Today’s article at The Athletic offers some background on why McDavid and Draisaitl may play together (again) at five-on-five tonight. Article is here.
WHAT TO EXPECT IN FEBRUARY
- At home to: TOR (Expected 1-0-0) (Actual 0-0-0)
- On the road to: STL, CHI (Expected 2-0-0) (Actual 0-0-0)
- At home to: COL (Expected 0-1-0) (Actual 0-0-0)
- On the road to: PHI, WAS, TBY, FLA (Expected 2-2-0) (Actual 0-0-0)

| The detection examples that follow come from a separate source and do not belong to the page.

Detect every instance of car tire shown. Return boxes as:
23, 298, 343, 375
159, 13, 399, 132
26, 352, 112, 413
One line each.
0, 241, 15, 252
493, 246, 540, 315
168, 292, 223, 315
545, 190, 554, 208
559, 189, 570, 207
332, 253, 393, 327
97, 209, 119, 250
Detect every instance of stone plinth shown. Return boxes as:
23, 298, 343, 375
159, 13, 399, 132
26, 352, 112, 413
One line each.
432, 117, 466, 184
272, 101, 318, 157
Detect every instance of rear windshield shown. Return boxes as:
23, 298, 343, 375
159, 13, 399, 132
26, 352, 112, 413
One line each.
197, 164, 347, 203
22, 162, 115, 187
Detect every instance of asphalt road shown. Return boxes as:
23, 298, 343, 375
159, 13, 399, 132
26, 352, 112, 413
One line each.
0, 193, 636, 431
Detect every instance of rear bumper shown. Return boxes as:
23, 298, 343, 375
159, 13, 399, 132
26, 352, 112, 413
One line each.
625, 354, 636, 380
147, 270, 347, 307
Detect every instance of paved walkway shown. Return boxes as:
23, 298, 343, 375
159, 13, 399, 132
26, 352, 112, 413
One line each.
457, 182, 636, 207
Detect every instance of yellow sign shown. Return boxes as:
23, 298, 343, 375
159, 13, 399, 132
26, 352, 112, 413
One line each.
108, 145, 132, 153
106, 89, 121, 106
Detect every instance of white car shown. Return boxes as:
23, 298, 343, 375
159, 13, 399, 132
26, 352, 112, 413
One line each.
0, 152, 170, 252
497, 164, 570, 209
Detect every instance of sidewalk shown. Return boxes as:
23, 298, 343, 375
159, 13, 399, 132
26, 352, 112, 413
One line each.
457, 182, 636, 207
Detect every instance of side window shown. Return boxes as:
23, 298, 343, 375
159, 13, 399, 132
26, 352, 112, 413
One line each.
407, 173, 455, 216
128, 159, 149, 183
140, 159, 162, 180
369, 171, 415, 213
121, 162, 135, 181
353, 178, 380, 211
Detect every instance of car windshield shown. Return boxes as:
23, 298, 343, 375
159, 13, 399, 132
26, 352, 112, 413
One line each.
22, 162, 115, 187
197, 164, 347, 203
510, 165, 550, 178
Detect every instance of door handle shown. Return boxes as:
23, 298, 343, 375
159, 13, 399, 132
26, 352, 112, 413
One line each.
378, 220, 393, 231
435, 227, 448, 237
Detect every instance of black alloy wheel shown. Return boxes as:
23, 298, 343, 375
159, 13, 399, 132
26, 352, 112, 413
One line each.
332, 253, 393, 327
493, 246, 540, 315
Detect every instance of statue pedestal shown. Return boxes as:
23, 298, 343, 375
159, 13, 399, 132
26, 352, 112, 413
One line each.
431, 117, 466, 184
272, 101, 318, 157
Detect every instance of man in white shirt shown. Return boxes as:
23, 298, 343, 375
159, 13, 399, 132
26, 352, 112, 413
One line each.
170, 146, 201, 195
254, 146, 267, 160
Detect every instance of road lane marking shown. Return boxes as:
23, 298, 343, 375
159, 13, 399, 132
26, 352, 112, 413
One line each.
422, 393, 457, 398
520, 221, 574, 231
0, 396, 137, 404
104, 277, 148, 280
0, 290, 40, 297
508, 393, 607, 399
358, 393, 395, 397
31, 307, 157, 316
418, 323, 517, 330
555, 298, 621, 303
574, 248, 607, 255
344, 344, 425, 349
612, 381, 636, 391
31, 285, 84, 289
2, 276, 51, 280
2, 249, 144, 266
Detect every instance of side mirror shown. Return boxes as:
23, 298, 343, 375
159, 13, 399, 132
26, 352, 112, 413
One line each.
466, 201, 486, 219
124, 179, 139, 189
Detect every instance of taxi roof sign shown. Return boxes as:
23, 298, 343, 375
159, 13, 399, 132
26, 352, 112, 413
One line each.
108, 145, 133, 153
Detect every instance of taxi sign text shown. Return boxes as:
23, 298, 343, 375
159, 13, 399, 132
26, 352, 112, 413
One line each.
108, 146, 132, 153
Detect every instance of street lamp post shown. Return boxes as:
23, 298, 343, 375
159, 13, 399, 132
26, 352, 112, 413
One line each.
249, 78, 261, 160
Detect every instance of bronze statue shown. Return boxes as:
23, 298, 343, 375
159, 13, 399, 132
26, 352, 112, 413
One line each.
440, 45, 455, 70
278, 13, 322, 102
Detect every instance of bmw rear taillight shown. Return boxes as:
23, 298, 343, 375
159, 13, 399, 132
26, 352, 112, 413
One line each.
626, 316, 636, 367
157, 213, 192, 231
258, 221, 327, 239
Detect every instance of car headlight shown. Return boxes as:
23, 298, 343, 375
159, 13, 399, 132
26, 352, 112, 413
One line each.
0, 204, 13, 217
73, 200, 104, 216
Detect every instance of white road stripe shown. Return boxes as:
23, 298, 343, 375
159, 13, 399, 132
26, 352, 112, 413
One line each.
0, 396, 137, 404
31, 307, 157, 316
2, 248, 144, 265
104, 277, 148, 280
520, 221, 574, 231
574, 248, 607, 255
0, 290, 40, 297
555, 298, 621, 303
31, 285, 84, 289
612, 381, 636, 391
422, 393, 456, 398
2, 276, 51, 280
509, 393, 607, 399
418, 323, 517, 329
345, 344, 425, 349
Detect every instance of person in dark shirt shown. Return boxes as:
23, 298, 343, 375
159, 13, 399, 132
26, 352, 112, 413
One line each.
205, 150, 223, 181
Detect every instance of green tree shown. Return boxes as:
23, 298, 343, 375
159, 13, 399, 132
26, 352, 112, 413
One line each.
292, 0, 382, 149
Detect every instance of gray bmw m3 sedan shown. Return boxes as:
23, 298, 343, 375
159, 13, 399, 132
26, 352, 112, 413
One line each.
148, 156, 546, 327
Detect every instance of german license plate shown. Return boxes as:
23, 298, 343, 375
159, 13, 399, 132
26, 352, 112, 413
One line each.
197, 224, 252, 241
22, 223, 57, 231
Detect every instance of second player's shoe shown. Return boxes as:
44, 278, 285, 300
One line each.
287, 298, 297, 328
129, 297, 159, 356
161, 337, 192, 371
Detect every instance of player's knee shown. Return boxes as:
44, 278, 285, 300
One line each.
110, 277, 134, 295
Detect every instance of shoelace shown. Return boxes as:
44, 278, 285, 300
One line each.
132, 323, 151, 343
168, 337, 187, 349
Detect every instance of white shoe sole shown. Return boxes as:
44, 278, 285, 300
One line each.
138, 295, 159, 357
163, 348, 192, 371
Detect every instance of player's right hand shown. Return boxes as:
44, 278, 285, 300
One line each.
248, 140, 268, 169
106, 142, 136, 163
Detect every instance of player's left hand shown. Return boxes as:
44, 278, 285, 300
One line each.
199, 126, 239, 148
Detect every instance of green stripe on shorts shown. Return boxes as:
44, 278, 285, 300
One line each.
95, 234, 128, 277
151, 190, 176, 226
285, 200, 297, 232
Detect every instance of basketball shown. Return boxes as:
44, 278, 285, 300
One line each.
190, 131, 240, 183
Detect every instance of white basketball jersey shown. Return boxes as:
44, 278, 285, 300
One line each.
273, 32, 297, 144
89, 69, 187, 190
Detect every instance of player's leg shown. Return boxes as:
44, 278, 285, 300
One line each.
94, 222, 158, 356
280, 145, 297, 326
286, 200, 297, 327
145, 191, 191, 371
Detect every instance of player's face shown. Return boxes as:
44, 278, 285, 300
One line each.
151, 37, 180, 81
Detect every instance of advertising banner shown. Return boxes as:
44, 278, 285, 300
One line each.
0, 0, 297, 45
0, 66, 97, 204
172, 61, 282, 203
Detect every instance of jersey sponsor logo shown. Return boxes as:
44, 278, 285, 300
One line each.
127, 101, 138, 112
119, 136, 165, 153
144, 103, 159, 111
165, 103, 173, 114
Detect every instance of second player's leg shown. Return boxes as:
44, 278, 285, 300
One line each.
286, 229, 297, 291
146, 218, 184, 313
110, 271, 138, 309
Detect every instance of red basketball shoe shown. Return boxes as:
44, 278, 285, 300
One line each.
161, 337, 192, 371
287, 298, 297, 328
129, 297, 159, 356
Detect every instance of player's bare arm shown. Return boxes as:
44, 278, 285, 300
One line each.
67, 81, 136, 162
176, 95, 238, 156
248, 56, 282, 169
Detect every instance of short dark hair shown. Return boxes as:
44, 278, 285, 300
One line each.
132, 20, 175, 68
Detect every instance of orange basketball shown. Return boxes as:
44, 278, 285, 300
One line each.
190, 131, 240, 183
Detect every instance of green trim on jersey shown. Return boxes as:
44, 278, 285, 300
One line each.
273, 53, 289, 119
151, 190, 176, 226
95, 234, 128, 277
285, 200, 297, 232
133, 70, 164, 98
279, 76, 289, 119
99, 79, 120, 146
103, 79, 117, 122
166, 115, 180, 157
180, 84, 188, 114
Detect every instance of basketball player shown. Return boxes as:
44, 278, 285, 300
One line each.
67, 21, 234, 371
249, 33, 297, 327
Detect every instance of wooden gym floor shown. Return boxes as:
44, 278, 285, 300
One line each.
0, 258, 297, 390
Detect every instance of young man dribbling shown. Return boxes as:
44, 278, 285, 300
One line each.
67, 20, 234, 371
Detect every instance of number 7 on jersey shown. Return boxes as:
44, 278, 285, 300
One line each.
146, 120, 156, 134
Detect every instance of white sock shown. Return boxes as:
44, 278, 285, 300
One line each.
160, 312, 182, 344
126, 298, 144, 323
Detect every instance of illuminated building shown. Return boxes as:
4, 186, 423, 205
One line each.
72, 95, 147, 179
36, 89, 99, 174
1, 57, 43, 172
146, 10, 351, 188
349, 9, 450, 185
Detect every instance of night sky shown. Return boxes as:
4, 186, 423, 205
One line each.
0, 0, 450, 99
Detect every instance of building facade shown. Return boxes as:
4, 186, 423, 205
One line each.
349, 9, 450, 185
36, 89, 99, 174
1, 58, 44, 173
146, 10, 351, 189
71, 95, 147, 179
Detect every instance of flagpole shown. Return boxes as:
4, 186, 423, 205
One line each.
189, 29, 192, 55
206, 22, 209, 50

- Overall expected results: 5-3-0, 10 points in 8 games
- January result:
- Oilers in 2024-25: 32-15-4, 68 points in 51 games
It is a very short month in games played, the 4-Nations Shoot Out taking the spotlight later this month. The Oilers are in first place in the Pacific Division with a mildly inviting schedule during the final full month of winter. The game versus the Maple Leafs in Edmonton is always strange, the TML fans will be there in full voice and the players on the Toronto side usually play well here. Should be a great game tonight.
SMART GENERAL MANAGERS RULE
The Peter Gzowski Oilers book (The Game of Our Lives) is probably the best hockey book I’ve ever read. I re-read it every few years and remain delighted by his brilliant writing style and his attention to detail. Gzowski was born in Toronto, and became a gift to the nation. He was such a good writer, he took you there. Here is Glen Sather, building a young team as its GM, talking about the trade options for his team:
“Everybody wants the kids. Toronto wants a young defensemen, and they’d give me practically anyone I would name, or so they say. But when I name someone, it just seems to break down. I could have Turnbull, I guess, but I’m not sure I want him. Buffalo right now, why I could pick up the phone to Scott (Bowman) and have Jim Schoenfeld and Rick Martin. Schoenfeld’s just the kind of defenseman we need, and Martin has scored 50 goals twice, and he’s been an All-Star.”
“But they’re what, 28 or 29? and what Scotty wants in return are (Dave) Hunter and (Paul) Coffey. I could do that, sure. We could move up about four places this year, just with that trade. But in three of four years, they’d kill me. Coffey’s going to be one of the best defensemen in this league. That’s all they want: The kids. I’m going to stick with these kids even if it means finishing last.”
Stan Bowman is in a far different place, but the problems are similar even if the possible solutions aren’t the same as Slats in the early 1980’s. Bowman doesn’t have a Paul Coffey that everyone is calling about, so another plan has taken it’s place. We’ve seen it several times this season.
Bowman is acquiring players who are both readily available and inexpensive. Those are two valuable things, but the really important part is acquiring useful players. You know, there was a time when Gaetan Haas and Joakim Nygard were readily available and inexpensive, and they didn’t work out. Ty Rattie did for a time, but not really.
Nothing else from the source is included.